Many of you will already have heard of the "Dunning and Kruger Effect", a piece of psychological research which has made its way into the popular consciousness.  In summary it suggests that those who are more incompetent at a particular task are also more likely to overrate their competence, since their ignorance prevents them from realising just how bad they are.

Anyway, I finally got around to reading the article, "Unskilled and Unaware of it: How Difficulties in Recognizing One's Own Incompetence Lead to Inflated Self Assessments", by Justin Kruger and David Dunning, from the Journal of Personality and Social Psychology, 1999, Vol 77, No 6.  Much of it is not scintillating reading, being after all an academic research paper filled with statistical jargon.  However, it is more comprehensible than many similar articles and shot through with flashes of psychologist humour.

The paper reports a series of four linked studies.  All were carried out on undergraduate psychology students, coerced or bribed into being experimental subjects as they are the world over.  Psychology is the study of first year psychology students.  In each experiment, the students were asked to perform a test - one on assessing the quality of jokes, one on grammar, and two using tests of logical reasoning.  In each case they were asked to rate their own performance in relation to their peers, and where it was possible to estimate their own score.  The result - the students who scored the lowest were the ones who most overestimated their ability.  Those who did best, on the other hand, tended to underestimate their scores.

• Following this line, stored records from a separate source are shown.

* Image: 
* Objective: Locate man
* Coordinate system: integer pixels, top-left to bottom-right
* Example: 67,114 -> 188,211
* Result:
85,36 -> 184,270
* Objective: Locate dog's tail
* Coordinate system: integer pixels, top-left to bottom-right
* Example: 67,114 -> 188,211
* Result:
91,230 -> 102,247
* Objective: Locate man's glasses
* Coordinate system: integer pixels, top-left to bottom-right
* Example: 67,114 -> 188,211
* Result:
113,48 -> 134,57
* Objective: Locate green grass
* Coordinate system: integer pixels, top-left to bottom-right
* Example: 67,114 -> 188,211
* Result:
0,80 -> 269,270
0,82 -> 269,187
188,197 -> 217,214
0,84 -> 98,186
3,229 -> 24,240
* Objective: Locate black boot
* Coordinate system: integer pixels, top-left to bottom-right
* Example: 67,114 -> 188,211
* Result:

In a follow-up, students who did either very well or very poorly were asked to come back a couple of weeks later and assess a sample of the work of their peers, being handed a set of papers of varying standard.  After marking these papers as best they could, students were asked again how they thought they had gone compared to everyone else.  The least competent showed no change - they still thought they had gone really well because, of course, they didn't know enough to make a proper assessment of the papers they had been asked to examine.  The most competent, on the other hand, revised their assessment of their skills upwards - because they realised they had done a lot better than most of the tests they had marked.

The third activity involved training people, then asking them to reassess.  Prior to rating some of their peers' performance on a logic test, some of the poorest performing students were given a short education module on logical processes.  Unsurprisingly, after this brief presentation, they were much more realistic about their own performance, because they now understood a little more about the subject.

When you think about it, none of this should be a surprise.  Some people don't know enough to be aware of their own ignorance, and pronounce confidently on subjects about which they know absolutely nothing.  Often such people end up running whole countries.  A little exposure to the discipline in question, whether it be logic or grammar or the relative funniness of jokes, makes us aware of the yawning gaps in our knowledge and we suddenly become more circumspect.  Someone, however, has to be game to point out our ignorance.  This is usually easier for people to  do before you become Prime Minister - say, perhaps, when you're a first year psychology student who hasn't yet grasped the basics of grammar and logical thinking.  What to they teach them in those schools?

The conclusion to Kruger and Dunning's article is a classic, worth reading to the end for.

Although we feel we have done a competent job in making a strong case for this analysis, studying it empirically, and drawing out relevant implications, our thesis leaves us with one haunting worry that we cannot vanquish.  That worry is that this article may contain faulty logic, methodological errors, or poor communication. Let us assure our readers that to the extent this article is imperfect, it is not a sin we have committed knowingly.

Yes folks.  Kruger and Dunning fear that they may have
painted a fake.  Join the club, boys.